Bathing-suit advice to ladies

Recently I posted about the brain-dead tourists at Orange Beach, Alabama (of whom I was the ringleader). Today I want to share a bit of advice to the ladies who might be reading this little blog, based on some observations I made while at the beach:

Ladies: You're never going to be happy with how you look in a bathing suit, so stop worrying about it.


Before all you nice women out there mobilize NOW to come march outside my house, waving signs and pelting me with marshmallows when I walk to the mailbox, hear me out. It's not that women are the only ones who make poor choices in swimwear. Lord knows there were some guys at the beach who need to have what little fashion sense they possess dragged behind the barn and shot.

No, the problem here that women continue to search for That One Magical Bathing Suit That Is Comfortable, Stylish, and Makes The Wearer Look Sexy As All Get-Out (TOMBSTICSMTWLSAAGO). They're doomed to fail, of course, because the bathing-suit manufacturers use a special fabric that makes a woman like the way the suit looks in the store, but when she gets it home and puts it on, the fabric emits mind-control rays that cause her to see herself as Bertha the Wonder Hippo when she looks in the mirror. And so the woman goes back to the store and buys another bathing suit.

I have seen this play out in my own personal life.

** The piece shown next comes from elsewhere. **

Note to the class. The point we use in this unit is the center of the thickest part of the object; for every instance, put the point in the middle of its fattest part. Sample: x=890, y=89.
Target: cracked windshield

My lovely and talented wife Kristin has five or six bathing suits, and she looks fantastic in all of them. (You're going to have to take my word for this, because if I attempted to post a picture of her in a bathing suit, she would strangle me with my own uvula.) Regardless of how good she looks in her swimwear, though, she turns this way and that while frowning sternly at herself in the mirror, making the same noise she makes when she cleans out the refrigerator and opens a container of three-week-old chili that I was saving for a special occasion.

So the upshot of all this is that women buy swimsuits they like and then hate the way they look when they wear them. Then they go to the beach and wind up continually adjusting, pulling, tugging, sliding, maneuvering, fiddling with or otherwise changing the way the swimsuit sits on their body. Their goal is to cover every micrometer of skin that they believe doesn't look good in the swimsuit (which is all of it) while getting nice and brown over every micrometer of skin that they want to tan (which is all of it).

And of course, tugging on one part of the suit to cover that tiny micrometer of exposed hippo skin on the right side means that the suit is now showing the even worse micrometer of hippo skin on the left side. So now the poor woman has to work on the left side of the suit, which causes another part to move, and so on. Before you know it, the woman looks like a third-base coach with poison ivy trying to signal a hit-and-run play to the batter and a runner on second. There were lines and lines of women at the beach, laying on towels or reclining in lounge chairs, and the vast majority of them were twitching like worms on a hot griddle. The few who were still had passed out from exhaustion.

And God forbid they ever actually SWIM in their swimsuits.

So ladies, take it from us Men: You look just fine in your bathing suit. Beautiful, even.

Except for that little micrometer of skin right there.